# GPS Maps of Lanzarote



## Merlins Work (Jan 20, 2007)

I'll off mountain biking in Lanzarote at the end of January and am enquiring where i can download a map of the area onto by Garmin Vista CX?


----------



## msxtr (Dec 10, 2006)

Merlins Work said:


> I'll off mountain biking in Lanzarote at the end of January and am enquiring where i can download a map of the area onto by Garmin Vista CX?

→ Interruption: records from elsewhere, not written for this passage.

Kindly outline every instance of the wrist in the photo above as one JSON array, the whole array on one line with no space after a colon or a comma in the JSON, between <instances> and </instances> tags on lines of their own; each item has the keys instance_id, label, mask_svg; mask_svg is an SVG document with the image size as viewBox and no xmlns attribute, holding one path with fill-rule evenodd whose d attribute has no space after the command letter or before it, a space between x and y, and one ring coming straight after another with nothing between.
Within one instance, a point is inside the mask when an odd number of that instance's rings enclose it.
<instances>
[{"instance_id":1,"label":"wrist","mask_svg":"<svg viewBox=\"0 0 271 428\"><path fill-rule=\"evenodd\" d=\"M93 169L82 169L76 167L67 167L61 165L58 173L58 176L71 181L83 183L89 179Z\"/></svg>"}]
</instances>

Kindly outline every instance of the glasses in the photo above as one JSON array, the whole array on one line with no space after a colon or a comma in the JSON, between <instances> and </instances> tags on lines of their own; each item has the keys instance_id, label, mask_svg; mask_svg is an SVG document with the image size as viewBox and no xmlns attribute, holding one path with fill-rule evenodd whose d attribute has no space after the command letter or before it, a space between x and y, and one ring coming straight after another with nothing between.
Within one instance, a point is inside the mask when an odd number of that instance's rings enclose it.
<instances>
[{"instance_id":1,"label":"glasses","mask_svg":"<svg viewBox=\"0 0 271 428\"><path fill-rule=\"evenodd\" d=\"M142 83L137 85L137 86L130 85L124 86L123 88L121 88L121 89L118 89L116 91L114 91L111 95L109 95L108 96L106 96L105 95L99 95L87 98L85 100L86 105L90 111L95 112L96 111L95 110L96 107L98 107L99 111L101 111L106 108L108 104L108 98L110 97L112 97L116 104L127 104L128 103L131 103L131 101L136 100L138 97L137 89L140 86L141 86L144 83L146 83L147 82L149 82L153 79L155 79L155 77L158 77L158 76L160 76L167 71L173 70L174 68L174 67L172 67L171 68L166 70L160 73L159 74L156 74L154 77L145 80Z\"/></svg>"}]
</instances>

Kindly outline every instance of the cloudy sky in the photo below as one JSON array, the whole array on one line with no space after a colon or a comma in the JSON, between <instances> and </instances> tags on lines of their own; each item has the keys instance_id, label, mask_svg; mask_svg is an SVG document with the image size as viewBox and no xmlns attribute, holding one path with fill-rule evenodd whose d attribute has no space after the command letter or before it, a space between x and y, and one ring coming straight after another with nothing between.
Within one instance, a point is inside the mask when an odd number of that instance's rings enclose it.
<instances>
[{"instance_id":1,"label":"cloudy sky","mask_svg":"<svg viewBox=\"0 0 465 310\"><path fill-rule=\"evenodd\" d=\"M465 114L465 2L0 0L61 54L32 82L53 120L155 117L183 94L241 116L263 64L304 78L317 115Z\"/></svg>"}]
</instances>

Hi, need you maps or tracks for the GPS?? 

Greetings - Saludos

msxtr


----------



## Merlins Work (Jan 20, 2007)

Hello Saludos

Both would be good?

Mike


----------



## msxtr (Dec 10, 2006)

Merlins Work said:


> Hello Saludos
> 
> Both would be good?
> 
> Mike


Ok, here have one, I try get to you some more, ok?

Greetings - Saludos

msxtr


----------



## msxtr (Dec 10, 2006)

Hi, look at sthg here

I hope having helped 

Greetings - Saludos

msxtr


----------



## notaknob (Apr 6, 2004)

*Isle Canaries*

Here's a good website for GPS info on Europe. Canaries are here. Lanzarote isn't covered extensively. I think you'd have better trail coverage going to Gran Canary or Teneriffa.


----------